Movable Type

Endocrinology Topics

Graves' Disease

December 16, 2003 | Thyroid

Graves' disease is the most common cause of hyperthyroidism in the United States. Other causes of hyperthyroidism include multinodular goiter, toxic solitary nodules of the thyroid, and functioning thyroid cancer. Other rare causes for hyperthyroidism include TSH-secreting pituitary tumors and hCG-secreting trophoblastic tumors of the ovary or testis. Struma ovarii is another rare cause of hyperthyroidism. All of the latter conditions cause increased thyroid radioactive iodine uptake on scanning. Additional causes of hyperthyroidism include subacute thyroiditis and certain phases of Hashimoto's thyroiditis as well as exogenous thyroid hormone intake and iodide-induced hyperthyroidism (due to kelp, amiodarone x-ray contrast).

Symptoms of Graves' disease are those of hyperthyroidism and may include anxiety, restlessness, irritability, emotional instability, fatigue, muscle weakness or cramps, increased appetite, palpitations and heat intolerance. Patients may also have a fast heart beat, atrial fibrillation, tremor, an eye stare and changes in hair. Osteoporosis tends to occur if hyperthyroidism left untreated. There may also be increased sweating and increased numbers of bowel movements, shortness of breath on exertion and weight changes. Usually there is weight loss, but occasional patients gain weight ironically due to an increased appetite. Periodic paralysis with low potassium may occur in men who are of Asian, Filipino, or Native American ethnic backgrounds. Menstrual irregularities and cardiac angina are also common.

Additionally, with Graves' disease there is usually a goiter. There may be exophthalmos (eye protrusion) and skin myxedema. The myxedema seen with Graves' disease is generally seen in the shins, but may affect other areas of skin.

Treatment for hyperthyroidism is directed at the cause of the problem. For Graves' disease, patients and their physicians have the option of treatment with thionamides (eg. methimazole or PTU), surgery or radioactive iodine. Symptomatic relief may be obtained from propranolol or other beta adrenergic blockers.

Graves' eye disease (ophthalmopathy, thyroid associated orbitopathy) came to national attention when First Lady Barbara Bush developed Graves' disease with exophthalmos (eye protrusion). Her husband, President George Bush, also had Graves' disease, but this is considered coincidental and Graves' disease is not contagious. Only a small minority of patients with Graves' disease develop exophthalmos. When it becomes significant and noticeable, aggressive treatment with prednisone is commenced, along with low dose radiation therapy to the orbital muscles.
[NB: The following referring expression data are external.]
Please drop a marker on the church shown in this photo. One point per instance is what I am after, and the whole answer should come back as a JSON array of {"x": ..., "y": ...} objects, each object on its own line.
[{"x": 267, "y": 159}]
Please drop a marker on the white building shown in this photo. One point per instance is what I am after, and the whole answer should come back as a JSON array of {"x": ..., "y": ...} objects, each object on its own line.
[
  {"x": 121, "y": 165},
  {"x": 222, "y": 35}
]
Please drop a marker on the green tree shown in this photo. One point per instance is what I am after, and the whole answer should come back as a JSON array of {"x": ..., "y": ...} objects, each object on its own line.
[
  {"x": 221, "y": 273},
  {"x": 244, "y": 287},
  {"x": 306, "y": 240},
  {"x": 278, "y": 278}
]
People with Graves' disease who do develop thyroid eye disease may have involvement of one or both eyes to variable degrees. Occasionally thyroid eye disease occurs without noticeable enlargement of the thyroid gland or any hyperthyroidism. Thyroid eye disease is not particularly helped by removing the thyroid gland surgically or ablating it with radioactive iodine. The autoimmune attack causing enlargement of the retro-orbital muscles of the eye occurs as a problem of the immune system and are not particularly improved by removal of the thyroid. In fact, radioactive iodine has been associated with temporary worsening of Graves' eye disease. It is important for patients to have normal levels of thyroid hormone in order to reduce the appearance of stare and eye protrusion caused by retraction of the eye muscles in hyperthyroidism.
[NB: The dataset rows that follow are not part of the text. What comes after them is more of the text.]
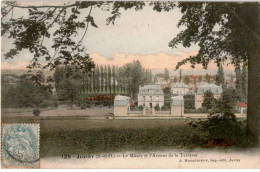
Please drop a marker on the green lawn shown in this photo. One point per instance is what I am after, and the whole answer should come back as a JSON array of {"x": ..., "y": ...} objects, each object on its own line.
[{"x": 79, "y": 135}]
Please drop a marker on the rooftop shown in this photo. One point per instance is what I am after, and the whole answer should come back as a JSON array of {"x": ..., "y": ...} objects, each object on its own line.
[
  {"x": 179, "y": 85},
  {"x": 215, "y": 89}
]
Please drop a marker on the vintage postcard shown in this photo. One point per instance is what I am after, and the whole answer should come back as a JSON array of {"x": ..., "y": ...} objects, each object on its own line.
[{"x": 130, "y": 84}]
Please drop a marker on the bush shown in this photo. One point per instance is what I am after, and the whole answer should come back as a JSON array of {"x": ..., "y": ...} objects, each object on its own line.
[
  {"x": 165, "y": 108},
  {"x": 36, "y": 112},
  {"x": 222, "y": 129},
  {"x": 141, "y": 107},
  {"x": 157, "y": 108}
]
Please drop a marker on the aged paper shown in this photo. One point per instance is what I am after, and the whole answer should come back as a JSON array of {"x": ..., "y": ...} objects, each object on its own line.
[{"x": 130, "y": 84}]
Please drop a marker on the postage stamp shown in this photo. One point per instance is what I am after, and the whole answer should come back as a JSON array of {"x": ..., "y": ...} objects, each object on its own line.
[{"x": 20, "y": 145}]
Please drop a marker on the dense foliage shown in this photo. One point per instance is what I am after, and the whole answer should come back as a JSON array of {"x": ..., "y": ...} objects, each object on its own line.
[{"x": 25, "y": 93}]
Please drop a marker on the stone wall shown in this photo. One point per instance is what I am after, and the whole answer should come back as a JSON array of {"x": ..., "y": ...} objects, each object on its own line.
[
  {"x": 177, "y": 111},
  {"x": 120, "y": 110}
]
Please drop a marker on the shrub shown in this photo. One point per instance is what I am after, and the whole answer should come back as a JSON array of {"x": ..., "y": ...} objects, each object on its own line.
[
  {"x": 140, "y": 107},
  {"x": 222, "y": 130},
  {"x": 157, "y": 108},
  {"x": 36, "y": 112}
]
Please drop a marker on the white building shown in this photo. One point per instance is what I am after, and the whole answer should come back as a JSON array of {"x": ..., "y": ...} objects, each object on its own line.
[
  {"x": 150, "y": 96},
  {"x": 202, "y": 88},
  {"x": 121, "y": 105},
  {"x": 180, "y": 89}
]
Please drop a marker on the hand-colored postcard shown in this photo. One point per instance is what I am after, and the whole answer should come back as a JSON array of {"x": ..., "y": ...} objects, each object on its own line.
[{"x": 130, "y": 84}]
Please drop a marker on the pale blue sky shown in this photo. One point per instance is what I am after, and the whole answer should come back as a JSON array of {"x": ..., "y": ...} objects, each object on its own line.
[{"x": 135, "y": 32}]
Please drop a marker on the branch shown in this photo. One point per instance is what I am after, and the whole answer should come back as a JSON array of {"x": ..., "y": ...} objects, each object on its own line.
[
  {"x": 85, "y": 29},
  {"x": 56, "y": 18},
  {"x": 43, "y": 6}
]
Octreotide has been shown to be another option for treatment of some patients with thyroid eye disease. Patients with Graves' eye disease who have somatostatin receptors in the eye muscle and who have localization of nuclear isotope on Octreoscan-111 scanning have shown improvement in eye findings when treated with octreotide 300 mcg daily over 12 weeks. This was reported by Krassus and associates in Clinical Endocrinology 1995 42:571-580.